IM NAMEN DER REPUBLIK!

Das Bundesverwaltungsgericht hat durch den Richter Dr. Tomas Joos als Vorsitzenden sowie den fachkundigen Laienrichter Mag. Markus Hintner und die fachkundige Laienrichterin Jennifer Schumacher als Beisitzer und Beisitzerin über die Beschwerde von XXXX , vertreten durch Weh Rechtsanwalt GmbH, gegen den Bescheid des AMS Bregenz vom 06.07.2020, Zl. XXXX ,

A) 1. zu Recht erkannt:

Der Beschwerde wird teilweise stattgegeben und der bekämpfte Bescheid soweit behoben, als er die Bestätigung der Voraussetzungen gemäß § 15 AuslBG versagt.

Im Verfahren über die Ausstellung einer „Rot-Weiß-Rot–Karte plus“ gemäß § 47 Abs. 4 NAG wird der BH Bregenz gegenüber nach § 20e Abs. 1 Z. 1 AuslBG bestätigt, dass Herr XXXX die Voraussetzungen gemäß § 15 AuslBG erfüllt.

2. beschlossen:

Soweit sich die Beschwerde gegen die Abweisung des Antrags auf Ausstellung einer „Rot-Weiß-Rot–Karte plus“ gemäß § 47 Abs. 4 NAG richtet, wird sie wegen Unzuständigkeit des Bundesverwaltungsgerichts zurückgewiesen.

B) Die Revision ist gemäß Art. 133 Abs. 4 B-VG nicht zulässig.


Text


Entscheidungsgründe:

I. Verfahrensgang:

1. Mit dem bekämpften Bescheid wies das AMS den Antrag des Beschwerdeführers auf Erteilung eines Aufenthaltstitels „Rot-Weiß-Rot – Karte plus“ ab und versagte die Bestätigung, dass der Beschwerdeführer die Voraussetzungen gemäß § 15 AuslBG erfülle.

2. Beschwerdehalber wird vorgebracht, das AMS habe zur Integration des Beschwerdeführers keine hinreichenden Ermittlungsschritte gesetzt. Dieser habe das Modul 1 der Integrationsvereinbarung erfüllt und weise weitere, näher genannte Integrationsmerkmale auf. Das AMS habe zudem zu Unrecht nicht nur die Bestätigung versagt, sondern auch den Antrag nach dem NAG abgewiesen.

II. Das Bundesverwaltungsgericht hat erwogen:

1. Feststellungen:

Zunächst wird der unter Pkt. I. wiedergegebene Verfahrensgang als Sachverhalt festgestellt. Außerdem wird festgestellt:

1.1 Der Beschwerdeführer ist peruanischer Staatsangehöriger und zog im März 2017 zu seiner Mutter, die mit einem österreichischen Staatsbürger verheiratet ist und seit 2010 hier wohnt.

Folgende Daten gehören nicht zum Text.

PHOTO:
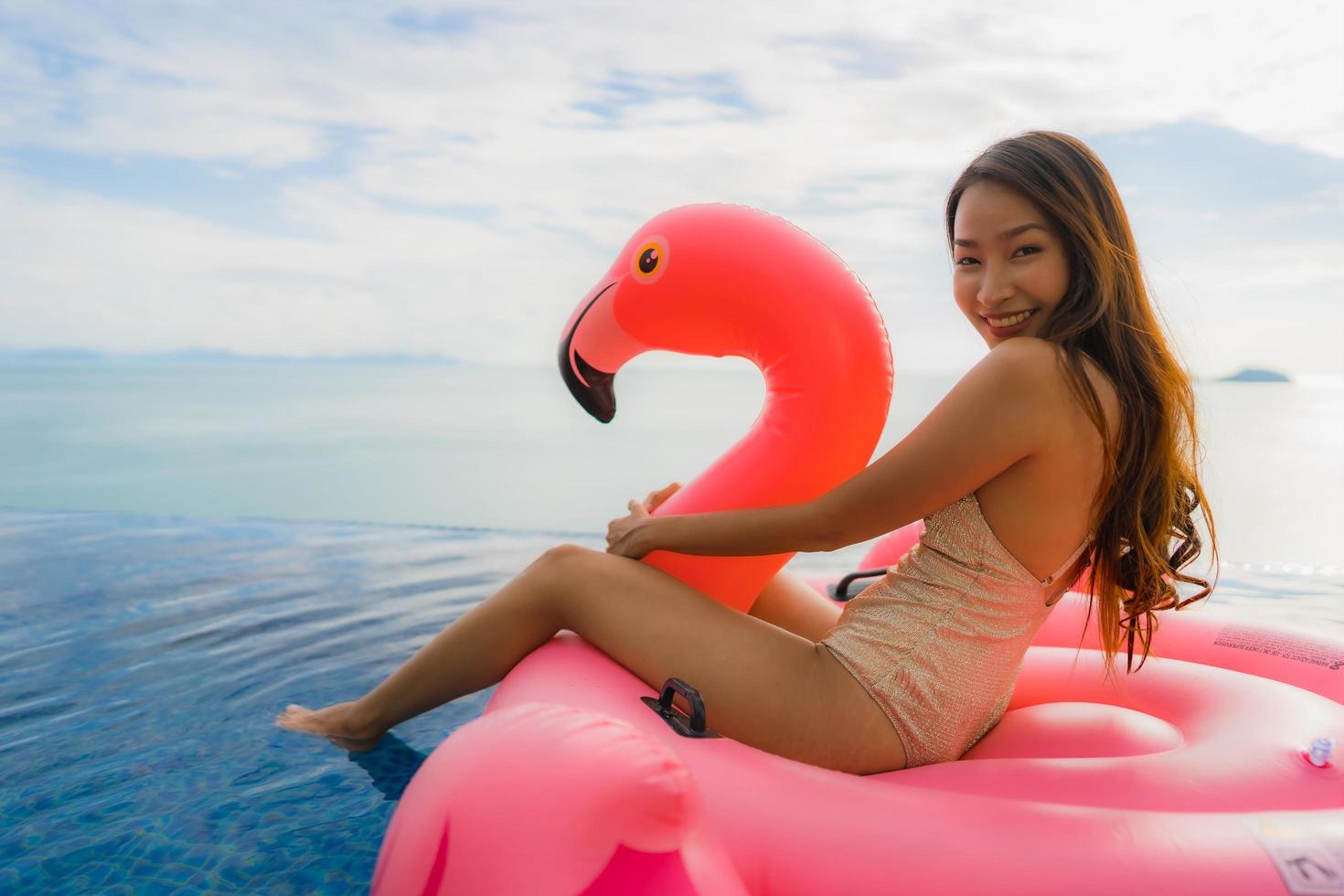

Dieser ist sein Stiefvater. Der Beschwerdeführer ist seither durchgehend mit Hauptwohnsitz gemeldet und wohnt seit spätestens 12.09.2018 durchgehend im Inland.

1.2 Ab 12.09.2018 hatte der Beschwerdeführer eine (nach späterer Verlängerung) bis 11.09.2020 gültige „Niederlassungsbewilligung–Angehöriger“. Er beantragte am 16.06.2020 bei der BH Bregenz die Ausstellung einer „Rot-Weiß-Rot–Karte plus“, worauf die BH beim AMS anfragte, ob er die Voraussetzungen gemäß § 15 AuslBG erfülle.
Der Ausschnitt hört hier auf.